Communiqué de presse : Décision du TGI de Paris

Victoire du SIA, syndicat majoritaire,
et justice pour tous les salariés de PSA Aulnay

La prime de fin de conflit de 19.700 € n’est plus réservée aux seuls anciens grévistes mais octroyée à tous les salariés qui en avaient fait la demande avant le 16 août 2013.

Saisi par le SIA, syndicat majoritaire à l’usine PSA d’Aulnay, en novembre dernier, le TGI (Tribunal de Grande Instance) de Paris vient de rendre son verdict. Il donne raison aux salariés en affirmant que le protocole de fin de conflit ne pouvait être réservé exclusivement aux anciens grévistes mais qu’il doit s’appliquer à tous les salariés du site ayant présenté une demande auprès de la direction avant le 16 août 2013. Cette décision était attendue par de nombreux salariés qui s’étaient vu refuser par la direction de PSA la possibilité de profiter des mêmes conditions de départ que les ex-grévistes. Ces derniers, pilotés par la CGT, avaient souhaité être les seuls à pouvoir profiter de ce protocole, privant ainsi les salariés de leurs droits. Ce protocole offre une prime exceptionnelle de 19.700 €.

« Après des mois de procédures au cours desquels nous avons fait preuve de notre détermination, la justice est aujourd’hui respectée » se réjouie Tanja Sussest, Secrétaire du CE (Comité d’Etablissement) et Déléguée du SIA (Syndicat Indépendant de l’Automobile), majoritaire à PSA Aulnay. « Le SIA n’est pas favorable à des solutions qui peuvent conduire des salariés à Pôle Emploi.

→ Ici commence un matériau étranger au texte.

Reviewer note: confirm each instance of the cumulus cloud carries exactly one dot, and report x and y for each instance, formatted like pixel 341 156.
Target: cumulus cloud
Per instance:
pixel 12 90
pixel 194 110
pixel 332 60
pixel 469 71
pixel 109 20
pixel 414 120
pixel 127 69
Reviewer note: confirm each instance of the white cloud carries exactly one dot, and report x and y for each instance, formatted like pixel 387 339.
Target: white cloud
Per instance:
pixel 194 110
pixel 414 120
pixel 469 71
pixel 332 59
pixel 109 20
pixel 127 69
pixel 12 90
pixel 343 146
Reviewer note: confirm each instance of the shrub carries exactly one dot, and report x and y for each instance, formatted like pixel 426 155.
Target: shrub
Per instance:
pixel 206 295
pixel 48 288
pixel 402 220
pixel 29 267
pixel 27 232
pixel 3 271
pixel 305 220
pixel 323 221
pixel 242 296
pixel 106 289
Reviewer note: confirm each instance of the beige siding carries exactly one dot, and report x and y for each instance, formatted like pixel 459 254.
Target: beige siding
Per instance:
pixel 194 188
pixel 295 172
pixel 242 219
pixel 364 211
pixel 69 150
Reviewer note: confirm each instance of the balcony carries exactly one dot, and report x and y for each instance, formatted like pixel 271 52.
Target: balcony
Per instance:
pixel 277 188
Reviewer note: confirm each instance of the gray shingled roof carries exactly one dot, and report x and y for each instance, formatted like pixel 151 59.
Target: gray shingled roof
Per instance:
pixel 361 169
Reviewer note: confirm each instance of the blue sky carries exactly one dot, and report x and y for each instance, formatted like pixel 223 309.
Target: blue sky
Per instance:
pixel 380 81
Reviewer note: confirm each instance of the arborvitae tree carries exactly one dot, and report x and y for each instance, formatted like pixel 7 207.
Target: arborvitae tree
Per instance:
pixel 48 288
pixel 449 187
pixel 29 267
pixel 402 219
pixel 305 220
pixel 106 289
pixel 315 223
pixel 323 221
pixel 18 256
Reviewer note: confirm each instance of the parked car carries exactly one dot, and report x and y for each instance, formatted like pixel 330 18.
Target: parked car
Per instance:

Mais, le protocole négocié ne pouvait être réservé aux seuls grévistes. C’est une disposition du code du travail : tout accord collectif doit s’appliquer sans discrimination à tous les salariés.Cette décision permet aujourd’hui de mettre fin à une injustice pour les salariés d’Aulnay. C’est une victoire » poursuit-elle.

« Une solution sur-mesure pour tous les salariés »

Pour le SIA, cette décision de justice est une récompense pour tous les salariés qui étaient doublement victimes : non seulement ils avaient dû subir des pressions physiques et psychologiques très fortes de la part de certains grévistes, mais en plus ils s’étaient vu refuser l’accès aux dispositions accordées par la direction dans le protocole de fin de conflit. Cette double injustice est aujourd’hui en partie réparée. Le SIA rappelle cependant que le combat est encore loin d’être gagné. Dès l’annonce du PSE en juillet 2012, le SIA s’est fixé comme objectif d’arriver à une solution sur-mesure adaptée à chaque salarié du groupe PSA concerné par le plan de restructuration. « Zéro salarié à Pôle Emploi » : au-delà de la formule, il y a la volonté indéfectible du SIA d’accompagner les salariés pour qu’aucun n’ait Pôle Emploi pour unique horizon. « L’usine va fermer dans quelques mois » rappelle Tanja Sussest. « Nous n’avons pas le droit d’oublier que derrière chaque salarié, il y a une famille, des enfants et une inquiétude croissante à laquelle il nous faut apporter une réponse. Le temps presse mais il est encore possible d’agir » conclue-t-elle. Il est temps de remettre l’enjeu de la réindustrialisation au cœur des préoccupations de la direction, mais aussi des collectivités locales et du gouvernement. Pour l’heure, on est encore loin du compte. Le SIA est bien décidé à continuer sa mobilisation et à faire entendre la voix des salariés…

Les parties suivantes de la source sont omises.